This Special Day, Brought to You by Sacrifice

This Special Day, Brought to You by Sacrifice

May 27, 2025

Memorial Day is a special time for specifically honoring military personnel who have died in service to the country. It is a day of remembrance for those who made the ultimate sacrifice. Veterans Day, on the other hand, is a day to thank and honor all living and deceased veterans for their service. Both days are vital for our remembrance as a healthy and honoring nation.

There can never, ever be success without sacrifice. The two go hand in hand. If your desire is to accomplish little, sacrifice little. But if you want to accomplish great things, you absolutely must be willing to sacrifice much. The equation will never work any other way.

Life is filled with trade-offs. That’s a given as well. But you can trade up for better only if you have something worthwhile to sacrifice

If you are currently enjoying something or benefiting from something that didn’t cost you anything, something for which you did not sacrifice, you can be 100% sure someone sacrificed. Someone before you paid a price so that you could benefit from it or enjoy it.

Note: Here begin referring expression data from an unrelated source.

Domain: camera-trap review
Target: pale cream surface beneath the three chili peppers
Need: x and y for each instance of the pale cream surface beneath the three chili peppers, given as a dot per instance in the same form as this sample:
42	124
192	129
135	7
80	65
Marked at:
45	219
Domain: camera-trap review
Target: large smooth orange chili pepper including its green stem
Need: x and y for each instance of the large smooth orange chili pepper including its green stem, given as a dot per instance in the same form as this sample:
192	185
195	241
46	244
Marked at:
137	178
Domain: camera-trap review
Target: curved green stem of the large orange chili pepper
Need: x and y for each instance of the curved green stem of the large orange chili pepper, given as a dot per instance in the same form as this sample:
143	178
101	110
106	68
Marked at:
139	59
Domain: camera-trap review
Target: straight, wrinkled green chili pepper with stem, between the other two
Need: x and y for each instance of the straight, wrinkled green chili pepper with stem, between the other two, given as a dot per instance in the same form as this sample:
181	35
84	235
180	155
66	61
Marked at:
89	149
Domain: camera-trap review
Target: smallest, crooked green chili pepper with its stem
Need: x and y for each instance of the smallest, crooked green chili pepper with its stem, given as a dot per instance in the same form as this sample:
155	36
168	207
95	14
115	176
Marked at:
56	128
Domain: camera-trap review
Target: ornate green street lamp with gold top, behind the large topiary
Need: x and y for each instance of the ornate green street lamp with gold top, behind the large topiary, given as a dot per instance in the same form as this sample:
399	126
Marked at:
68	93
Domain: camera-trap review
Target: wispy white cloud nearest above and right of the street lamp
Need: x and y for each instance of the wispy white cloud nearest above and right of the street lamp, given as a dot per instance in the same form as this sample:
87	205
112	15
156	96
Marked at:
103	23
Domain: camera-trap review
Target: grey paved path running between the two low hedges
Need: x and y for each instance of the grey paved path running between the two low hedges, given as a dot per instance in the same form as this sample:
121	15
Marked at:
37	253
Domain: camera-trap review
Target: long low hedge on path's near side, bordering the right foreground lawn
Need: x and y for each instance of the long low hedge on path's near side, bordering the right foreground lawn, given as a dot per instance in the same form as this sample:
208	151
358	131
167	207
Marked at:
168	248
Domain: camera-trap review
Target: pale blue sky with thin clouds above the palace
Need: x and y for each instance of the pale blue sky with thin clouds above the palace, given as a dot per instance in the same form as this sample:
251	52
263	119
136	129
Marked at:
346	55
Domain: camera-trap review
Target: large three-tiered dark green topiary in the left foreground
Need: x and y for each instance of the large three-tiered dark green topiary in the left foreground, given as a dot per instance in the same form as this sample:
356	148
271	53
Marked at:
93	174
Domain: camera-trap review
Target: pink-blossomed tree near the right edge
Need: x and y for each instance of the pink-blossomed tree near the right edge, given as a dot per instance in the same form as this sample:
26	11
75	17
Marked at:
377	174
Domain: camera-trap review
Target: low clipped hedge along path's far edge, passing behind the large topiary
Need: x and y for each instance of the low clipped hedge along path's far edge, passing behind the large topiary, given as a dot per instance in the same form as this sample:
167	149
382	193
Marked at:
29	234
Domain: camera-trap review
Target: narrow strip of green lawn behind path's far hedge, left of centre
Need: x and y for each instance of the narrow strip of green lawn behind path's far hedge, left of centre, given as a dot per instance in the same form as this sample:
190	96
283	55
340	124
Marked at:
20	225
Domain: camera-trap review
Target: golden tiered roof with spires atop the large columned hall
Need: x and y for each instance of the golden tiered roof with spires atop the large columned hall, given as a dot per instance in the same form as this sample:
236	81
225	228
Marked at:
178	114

In your life, I am sure you can think of several people who made the right sacrifices at the appropriate times to help you become the person you are today: parents, teachers, friends, family. Thanking them helps you and them. Gratitude is beneficial for everyone. I encourage you to take time this week to thank those people for the sacrifices they made on your behalf. Make a phone call, send a text, write a card. A few sincere words will grow your heart bigger.

Even though gratitude is so vital and is critical for health, it’s in short supply most of the time. We live in a world of entitlement. Entitlement is composed of two beliefs: 1.) I am exempt from responsibility; and 2.) I am owed special treatment. These beliefs cause alienation and frustration and are ultimately destructive to the future of the entitled person, a team, family, and a nation. Our nation can only be healthy when we refuse entitlement and realize we are the beneficiaries of great sacrifice, and now is our time to be the ones who sacrifice for those who follow us.

Last weekend, America celebrated Memorial Day, a day of respect and honor. It is a day set aside to remember the men and women who gave their lives while serving in our armed forces. This day dates back to 1866, when the citizens of Waterloo, New York, gathered together to honor their sons and daughters who had died in the Civil War. One hundred years later in 1966 this day became an official U.S. holiday. Since then, for the last 59 years, this weekend has been part of our national mindset. I have great memories of the day – not just family picnics and cookouts, but many observances and prayers. My father was a grateful veteran (wounded in 11 places himself) who witnessed the ultimate sacrifice from many comrades. Every day of his life he remembered their sacrifice and prayed for their families. I remember our small communities had Memorial Day observances at the courthouses and Dad was a regular attender and frequent speaker. He loved the parades and always stood in grateful, respectful attention, hand over his heart or raised in salute as the symbol of our nation went by. In the last dozen years of his life, he spoke many times for school assemblies and events, telling how essential gratitude, sacrifice, and service are to us as individuals and nations.

I am grateful for all of the men and women who gave their lives in service to our country. As a leader, I find their willingness to give themselves to the cause of freedom for all of us inspirational and motivational. I am challenged to step up my own commitment. I resonate with President Lincoln, who said it best: “From these honored dead we take increased devotion to that cause for which they gave the last full measure of devotion – that we here highly resolve that these dead shall not have died in vain.”

When we commit to ongoing sacrifice, when we live in respectful gratitude, they have not died in vain.